Using the Operator Format, Yii internally uses parameter binding so in contrast to the string format, here you do not have to add parameters manually.

Appending Conditions

You can use [[yii\db\Query::andWhere()|andWhere()]] or [[yii\db\Query::orWhere()|orWhere()]] to append additional conditions to an existing one. You can call them multiple times to append multiple conditions separately. For example,

$status = 10;
$search = 'yii';

$query->where(['status' => $status]);

if (!empty($search)) {
    $query->andWhere(['like', 'title', $search]);
}

If $search is not empty, the following WHERE condition will be generated:

WHERE (`status` = 10) AND (`title` LIKE '%yii%')

Filter Conditions

When building WHERE conditions based on input from end users, you usually want to ignore those input values, that are empty. For example, in a search form that allows you to search by username and email, you would like to ignore the username/email condition if the user does not enter anything in the username/email input field. You can achieve this goal by using the [[yii\db\Query::filterWhere()|filterWhere()]] method:

// $username and $email are from user inputs
$query->filterWhere([
    'username' => $username,
    'email' => $email,
]);

The only difference between [[yii\db\Query::filterWhere()|filterWhere()]] and [[yii\db\Query::where()|where()]] is that the former will ignore empty values provided in the condition in hash format. So if $email is empty while $username is not, the above code will result in the SQL condition WHERE username=:username.

Info: A value is considered empty if it is null, an empty array, an empty string or a string consisting of whitespaces only.

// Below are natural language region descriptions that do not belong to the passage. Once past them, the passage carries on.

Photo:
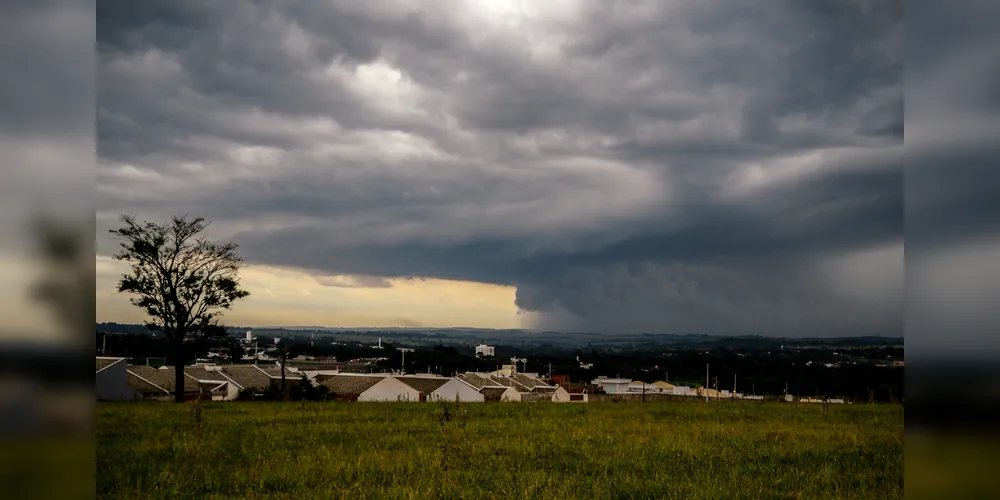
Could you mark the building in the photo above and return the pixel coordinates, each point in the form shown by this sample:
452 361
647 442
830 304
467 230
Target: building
211 380
443 389
639 387
390 389
111 382
501 394
664 387
158 384
560 395
612 385
492 388
349 387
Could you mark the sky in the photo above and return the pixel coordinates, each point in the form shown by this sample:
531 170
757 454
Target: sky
706 167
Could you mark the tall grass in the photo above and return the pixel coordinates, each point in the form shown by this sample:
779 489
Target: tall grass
502 450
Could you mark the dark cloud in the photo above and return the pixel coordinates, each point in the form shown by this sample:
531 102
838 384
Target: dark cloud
658 166
952 200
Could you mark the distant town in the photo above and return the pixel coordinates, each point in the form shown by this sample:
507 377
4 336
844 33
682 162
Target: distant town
450 364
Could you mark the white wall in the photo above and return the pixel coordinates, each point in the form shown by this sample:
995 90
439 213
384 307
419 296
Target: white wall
560 396
111 384
615 388
390 389
510 394
448 391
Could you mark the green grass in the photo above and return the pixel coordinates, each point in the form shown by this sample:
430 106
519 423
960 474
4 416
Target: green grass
502 450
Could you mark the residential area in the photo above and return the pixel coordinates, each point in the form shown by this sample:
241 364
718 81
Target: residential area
117 380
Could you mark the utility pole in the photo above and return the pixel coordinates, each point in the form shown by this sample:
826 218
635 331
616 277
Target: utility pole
284 355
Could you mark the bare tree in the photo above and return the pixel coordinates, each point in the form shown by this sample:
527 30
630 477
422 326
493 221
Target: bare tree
181 280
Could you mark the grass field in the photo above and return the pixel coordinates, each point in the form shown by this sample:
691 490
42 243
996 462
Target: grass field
503 450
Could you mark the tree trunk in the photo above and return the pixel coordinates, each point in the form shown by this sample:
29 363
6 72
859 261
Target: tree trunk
178 367
179 376
284 354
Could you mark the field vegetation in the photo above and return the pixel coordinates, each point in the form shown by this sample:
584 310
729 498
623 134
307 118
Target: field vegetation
692 450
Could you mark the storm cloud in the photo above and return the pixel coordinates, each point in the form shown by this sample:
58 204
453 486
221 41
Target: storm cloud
705 166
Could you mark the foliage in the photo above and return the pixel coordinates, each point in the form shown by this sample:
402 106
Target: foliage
180 279
690 450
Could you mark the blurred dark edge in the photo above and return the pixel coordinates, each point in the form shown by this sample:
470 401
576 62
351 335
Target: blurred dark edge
953 397
47 439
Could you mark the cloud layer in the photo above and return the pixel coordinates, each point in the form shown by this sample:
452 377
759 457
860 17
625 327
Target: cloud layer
705 166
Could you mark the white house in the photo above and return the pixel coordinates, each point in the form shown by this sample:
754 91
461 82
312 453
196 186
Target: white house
390 389
560 395
111 382
613 385
456 389
638 387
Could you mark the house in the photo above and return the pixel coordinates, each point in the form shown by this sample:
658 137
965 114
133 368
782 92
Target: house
424 385
246 377
560 395
348 387
158 384
502 394
505 370
456 389
390 389
380 387
638 387
578 395
683 390
613 385
531 383
111 382
211 380
489 388
479 380
708 393
664 387
443 388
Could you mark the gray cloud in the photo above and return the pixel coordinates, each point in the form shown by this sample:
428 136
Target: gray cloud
655 166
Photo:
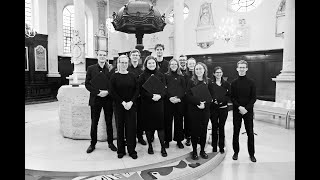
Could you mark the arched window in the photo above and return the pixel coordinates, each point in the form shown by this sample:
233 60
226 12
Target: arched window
280 19
68 26
28 12
244 5
171 14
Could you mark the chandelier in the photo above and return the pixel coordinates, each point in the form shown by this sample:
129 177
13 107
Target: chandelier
227 30
29 32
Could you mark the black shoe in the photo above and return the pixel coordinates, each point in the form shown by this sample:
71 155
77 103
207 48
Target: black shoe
166 144
141 141
150 150
235 156
120 155
164 152
204 155
253 159
90 148
214 149
180 145
194 156
188 142
112 147
134 156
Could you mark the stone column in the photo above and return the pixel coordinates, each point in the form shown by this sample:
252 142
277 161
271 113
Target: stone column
52 39
78 50
102 13
285 81
178 6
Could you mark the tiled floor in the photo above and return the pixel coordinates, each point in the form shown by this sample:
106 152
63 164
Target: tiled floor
46 149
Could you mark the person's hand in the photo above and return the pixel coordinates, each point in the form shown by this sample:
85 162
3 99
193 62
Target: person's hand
215 101
242 110
172 99
201 106
129 105
103 93
156 97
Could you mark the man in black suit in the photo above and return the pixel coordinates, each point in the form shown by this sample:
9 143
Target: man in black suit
243 97
100 98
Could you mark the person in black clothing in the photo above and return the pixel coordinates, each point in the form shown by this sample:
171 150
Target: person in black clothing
198 111
99 99
219 108
191 62
136 68
152 105
125 89
183 63
243 97
173 107
162 63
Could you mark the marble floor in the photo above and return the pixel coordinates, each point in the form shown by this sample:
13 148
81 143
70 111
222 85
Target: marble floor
47 150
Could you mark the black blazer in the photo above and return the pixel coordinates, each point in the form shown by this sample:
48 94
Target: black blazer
92 71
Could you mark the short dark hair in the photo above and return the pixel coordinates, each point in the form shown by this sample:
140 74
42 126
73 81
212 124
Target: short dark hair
157 45
144 66
242 62
134 51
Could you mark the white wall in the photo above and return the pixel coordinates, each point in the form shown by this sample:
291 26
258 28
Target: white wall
260 20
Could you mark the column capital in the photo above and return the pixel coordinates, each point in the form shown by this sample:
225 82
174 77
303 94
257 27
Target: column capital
101 3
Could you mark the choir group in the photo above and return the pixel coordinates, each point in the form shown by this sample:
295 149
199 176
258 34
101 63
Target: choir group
176 98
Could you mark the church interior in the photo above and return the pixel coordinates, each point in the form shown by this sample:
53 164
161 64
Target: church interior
61 41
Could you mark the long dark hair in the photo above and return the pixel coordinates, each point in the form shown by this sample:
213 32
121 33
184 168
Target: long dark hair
144 67
214 77
178 69
194 77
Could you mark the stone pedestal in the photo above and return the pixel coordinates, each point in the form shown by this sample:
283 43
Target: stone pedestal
285 87
75 116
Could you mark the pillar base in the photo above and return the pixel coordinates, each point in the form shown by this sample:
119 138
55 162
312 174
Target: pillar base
285 86
81 78
75 116
54 74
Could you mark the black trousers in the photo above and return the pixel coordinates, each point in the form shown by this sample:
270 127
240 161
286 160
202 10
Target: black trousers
95 115
186 121
195 140
126 128
150 134
139 118
248 124
218 117
173 112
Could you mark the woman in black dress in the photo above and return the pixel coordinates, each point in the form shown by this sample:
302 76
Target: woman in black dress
125 90
191 62
152 105
173 103
219 108
198 111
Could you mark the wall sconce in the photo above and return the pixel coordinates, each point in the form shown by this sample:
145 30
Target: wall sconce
29 32
101 41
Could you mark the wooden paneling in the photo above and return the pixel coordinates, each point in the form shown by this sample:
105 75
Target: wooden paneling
263 65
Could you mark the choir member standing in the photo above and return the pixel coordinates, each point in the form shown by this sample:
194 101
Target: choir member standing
125 90
152 105
173 103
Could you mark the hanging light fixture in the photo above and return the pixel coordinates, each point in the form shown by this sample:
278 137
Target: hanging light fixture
29 32
227 29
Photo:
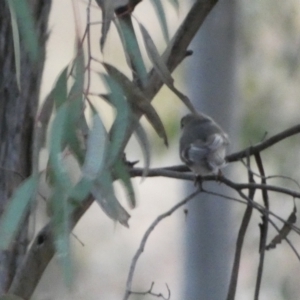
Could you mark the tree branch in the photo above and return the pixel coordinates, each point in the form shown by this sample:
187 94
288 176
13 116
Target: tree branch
146 236
240 238
38 257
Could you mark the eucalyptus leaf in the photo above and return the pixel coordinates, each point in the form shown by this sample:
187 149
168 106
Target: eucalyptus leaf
131 48
161 68
59 92
142 138
107 8
95 157
121 172
62 188
61 210
103 191
138 100
16 41
25 21
162 18
15 211
121 125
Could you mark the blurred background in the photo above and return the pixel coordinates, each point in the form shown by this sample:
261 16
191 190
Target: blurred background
245 73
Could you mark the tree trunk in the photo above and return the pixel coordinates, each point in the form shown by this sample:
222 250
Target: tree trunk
17 114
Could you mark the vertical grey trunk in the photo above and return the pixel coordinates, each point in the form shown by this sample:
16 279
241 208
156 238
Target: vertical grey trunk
211 83
17 113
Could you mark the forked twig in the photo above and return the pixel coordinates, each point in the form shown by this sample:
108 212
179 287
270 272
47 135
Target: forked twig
145 238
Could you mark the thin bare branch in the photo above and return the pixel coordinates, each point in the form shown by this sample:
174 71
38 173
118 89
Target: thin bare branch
263 226
141 248
265 144
240 238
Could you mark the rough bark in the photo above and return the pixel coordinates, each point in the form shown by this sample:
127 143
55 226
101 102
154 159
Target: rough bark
17 113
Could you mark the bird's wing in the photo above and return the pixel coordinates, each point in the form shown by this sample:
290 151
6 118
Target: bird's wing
213 150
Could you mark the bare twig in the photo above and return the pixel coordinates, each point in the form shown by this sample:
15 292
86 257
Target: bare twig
167 172
240 238
145 238
263 227
265 144
150 292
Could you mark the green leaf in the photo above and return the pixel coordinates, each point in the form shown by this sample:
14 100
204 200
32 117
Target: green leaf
57 144
76 116
107 7
15 211
81 190
21 10
61 209
59 92
161 18
161 68
121 125
95 157
16 40
62 188
138 100
121 172
141 137
131 48
103 191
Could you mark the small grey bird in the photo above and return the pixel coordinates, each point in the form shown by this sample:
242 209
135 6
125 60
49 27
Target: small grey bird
202 144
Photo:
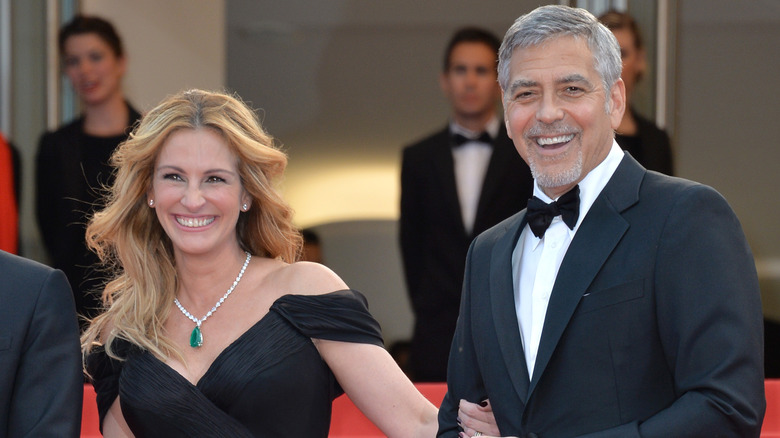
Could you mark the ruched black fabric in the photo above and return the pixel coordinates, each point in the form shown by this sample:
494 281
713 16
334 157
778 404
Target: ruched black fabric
270 382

Like [[yii\db\Query::andWhere()|andWhere()]] and [[yii\db\Query::orWhere()|orWhere()]], you can use [[yii\db\Query::andFilterWhere()|andFilterWhere()]] and [[yii\db\Query::orFilterWhere()|orFilterWhere()]] to append additional filter conditions to the existing one.

Additionally, there is [[yii\db\Query::andFilterCompare()]] that can intelligently determine operator based on what's in the value:

$query->andFilterCompare('name', 'John Doe');
$query->andFilterCompare('rating', '>9');
$query->andFilterCompare('value', '<=100');

You can also specify operator explicitly:

$query->andFilterCompare('name', 'Doe', 'like');

[[yii\db\Query::orderBy()|orderBy()]]

The [[yii\db\Query::orderBy()|orderBy()]] method specifies the ORDER BY fragment of a SQL query. For example,

// ... ORDER BY `id` ASC, `name` DESC
$query->orderBy([
    'id' => SORT_ASC,
    'name' => SORT_DESC,
]);

In the above code, the array keys are column names while the array values are the corresponding order by directions. The PHP constant SORT_ASC specifies ascending sort and SORT_DESC descending sort.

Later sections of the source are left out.